Priority Algorithm I need to prove the theorem below in detail for the priority algorithm, which is an algorithm for the third step of the initial pairwise kidney exchange algorithm. I just need an idea for proving that an algorithm is DSIC. I tried to do it with contradiction but I couldn't figure it out, because if I assume that an agent misreports and has a better outcome, then what would be a better outcome? An agent either matches or doesn't match. Misreporting can't make a matching happen that otherwise(in the truthful case) wouldn't happen. How can I show this mathematically?
Theorem(Priority Mechanism Is DSIC): In the priority mechanism for pairwise kidney exchange, for every agent i and reports by the other agents, no false report $F_i \subset E_i$ yields a better outcome for i than the truthful report $E_i$.
In this context, a matching refers to a subset of edges within an undirected graph where no endpoints are shared. For kidney exchange, the relevant graph consists of a vertex set V representing incompatible patient-donor pairs, with each pair represented by a vertex. An undirected edge connects vertices (P1, D1) and (P2, D2) if and only if P1 and D2 are compatible, as well as P2 and D1.
It is assumed that each patient possesses a set $E_i$ of compatible donors from other patient-donor pairs and can disclose any subset $F_i \subseteq E_i$ to a mechanism. Patients have the option to decline proposed kidney exchanges for any reason, allowing for the possibility of misreporting by refusing exchanges in $E_i \setminus F_i$.
We implement the mechanism by arranging the vertices $V = \{1, 2,\dots, n\}$ of graph G in descending order of priority.
The proof I did(which doesn't satisfy me in a mathematical sense):
To prove the Theorem, we need to show that no agent can benefit from submitting a false report $F_i \subset E_i$ in the priority mechanism for pairwise kidney exchange. In other words, the outcome for each agent i is not improved by deviating from the truthful report $E_i$. Suppose there exists an agent $i$ who submits a false report $F_i$. Let agent j be the compatible agent with agent i that i misreports. Furthermore, let agent j be more prioritized than agent i, which means $j < i$ ($i < j$ analogous). Because i reports j as incompatible, the truthful report of j makes no difference and there is no edge $(i, j) \in E$. In this case there isn't any maximum matching that matches i with j in $M_0$. Let $Z_j \subseteq M_{j-1}$ denote the set of matchings that match j within the matchings that already matched agents 1 to $j-1$ if possible.

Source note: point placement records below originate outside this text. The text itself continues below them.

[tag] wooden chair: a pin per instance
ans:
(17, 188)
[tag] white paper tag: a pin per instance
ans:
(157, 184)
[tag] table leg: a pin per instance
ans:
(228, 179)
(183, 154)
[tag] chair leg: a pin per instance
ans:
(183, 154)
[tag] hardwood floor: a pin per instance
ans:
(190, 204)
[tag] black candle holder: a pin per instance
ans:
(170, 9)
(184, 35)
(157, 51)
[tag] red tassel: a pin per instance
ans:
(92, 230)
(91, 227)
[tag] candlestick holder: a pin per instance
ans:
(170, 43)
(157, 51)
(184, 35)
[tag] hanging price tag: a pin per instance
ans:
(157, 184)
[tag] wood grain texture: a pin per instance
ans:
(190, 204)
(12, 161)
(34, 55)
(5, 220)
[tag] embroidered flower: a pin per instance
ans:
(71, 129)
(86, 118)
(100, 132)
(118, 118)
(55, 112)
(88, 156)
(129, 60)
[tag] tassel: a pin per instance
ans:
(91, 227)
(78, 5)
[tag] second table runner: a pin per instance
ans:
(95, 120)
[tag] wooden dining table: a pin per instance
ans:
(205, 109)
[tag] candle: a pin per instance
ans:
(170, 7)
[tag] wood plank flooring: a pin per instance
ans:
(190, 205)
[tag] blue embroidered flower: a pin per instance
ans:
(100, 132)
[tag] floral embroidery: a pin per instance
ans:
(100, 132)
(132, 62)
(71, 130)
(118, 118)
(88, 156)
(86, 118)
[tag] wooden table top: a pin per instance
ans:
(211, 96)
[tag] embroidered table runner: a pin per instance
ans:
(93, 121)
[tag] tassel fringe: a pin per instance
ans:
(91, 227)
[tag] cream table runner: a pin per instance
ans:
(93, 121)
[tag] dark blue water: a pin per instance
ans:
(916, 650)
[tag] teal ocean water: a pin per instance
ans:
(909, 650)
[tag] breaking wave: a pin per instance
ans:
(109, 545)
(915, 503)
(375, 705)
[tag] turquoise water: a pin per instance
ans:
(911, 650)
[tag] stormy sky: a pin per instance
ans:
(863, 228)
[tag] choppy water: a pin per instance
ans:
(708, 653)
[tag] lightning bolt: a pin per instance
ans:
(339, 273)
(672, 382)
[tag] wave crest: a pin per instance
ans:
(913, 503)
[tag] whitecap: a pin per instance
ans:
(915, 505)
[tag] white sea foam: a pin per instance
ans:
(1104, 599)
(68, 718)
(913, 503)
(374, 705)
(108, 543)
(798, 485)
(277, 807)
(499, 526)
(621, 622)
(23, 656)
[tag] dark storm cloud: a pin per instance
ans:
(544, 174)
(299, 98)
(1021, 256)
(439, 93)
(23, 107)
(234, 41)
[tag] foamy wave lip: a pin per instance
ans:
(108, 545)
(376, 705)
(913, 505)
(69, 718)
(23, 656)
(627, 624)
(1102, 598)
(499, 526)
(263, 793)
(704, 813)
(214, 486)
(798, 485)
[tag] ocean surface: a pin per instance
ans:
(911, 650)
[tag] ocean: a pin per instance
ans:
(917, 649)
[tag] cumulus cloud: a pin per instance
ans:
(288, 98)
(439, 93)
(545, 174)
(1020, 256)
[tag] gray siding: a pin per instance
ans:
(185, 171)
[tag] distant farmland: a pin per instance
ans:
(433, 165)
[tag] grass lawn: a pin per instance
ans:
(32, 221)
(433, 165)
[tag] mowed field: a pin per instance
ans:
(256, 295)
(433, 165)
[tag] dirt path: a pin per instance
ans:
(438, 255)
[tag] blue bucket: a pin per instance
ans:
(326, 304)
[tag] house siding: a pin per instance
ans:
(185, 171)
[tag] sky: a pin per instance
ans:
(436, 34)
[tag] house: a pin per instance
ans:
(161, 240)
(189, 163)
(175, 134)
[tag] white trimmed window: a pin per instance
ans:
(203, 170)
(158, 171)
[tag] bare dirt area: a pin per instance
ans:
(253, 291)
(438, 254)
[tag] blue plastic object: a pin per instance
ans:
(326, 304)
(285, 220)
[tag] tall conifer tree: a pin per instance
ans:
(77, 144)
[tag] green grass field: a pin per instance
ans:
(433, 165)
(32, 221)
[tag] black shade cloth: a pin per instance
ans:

Case 1 $Z_j = \emptyset$ : There is no maximum matching that matches j and also more prioritized agents. Thus, the algorithm sets $M_j = M_{j-1}$. Let $Z_i \subseteq M_{i-1}$ denote the set of matchings that match i within the matchings that already matched agents 1 to $i-1$, including j, if possible.
Case 1.1 $Z_i = \emptyset$ : There is no maximum matching that matches i and also more prioritized agents. Thus, the algorithm sets $M_i = M_{i-1}$. And the algorithm terminates with a maximum matching that doesn't match i with any other agent. However, if agent i had reported truthfully, there would have been a kidney exchange between the agents i and j additional to already existing exchanges. Hence, the misreport of agent i affects the outcome against agent i, demonstrating that submitting a false report is disadvantageous.
Case 1.2 $Z_i \neq \emptyset$: There is at least one matching that matches i and also more prioritized agents. The algorithm sets $M_i = Z_i$ and because the following iterations can't unmatch a more prioritized agent, the misreport of agent i doesn't change the outcome in a more advantageous way for agent i.
Case 2 $Z_j \neq \emptyset$ : There is at least one matching that matches j and also more prioritized agents. Thus, the algorithm sets $M_j = Z_j$.
Case 2.1 $Z_i = \emptyset$: There is no maximum matching that matches i and also more prioritized agents. Thus, the algorithm sets $M_i = M_{i-1}$. And the algorithm terminates with a maximum matching that doesn't match i with any other agent. If agent j is matched with an agent who is less prioritized than agent i, this means that misreporting affects agent i negatively. Otherwise, agent j would match with agent i and the set $Z_i$ wouldn't be empty.
Case 2.2 $Z_i \neq \emptyset$: There is at least one matching that matches i and also more prioritized agents. Just like in case 1.2, the misreporting doesn't yield a better outcome for agent i.
Therefore, we conclude that the priority mechanism for pairwise kidney exchange is dominant strategy incentive compatible (DSIC). No agent has an incentive to submit a false report, and reporting truthfully always leads to an outcome that is at least as good as any possible outcome obtained through false reporting.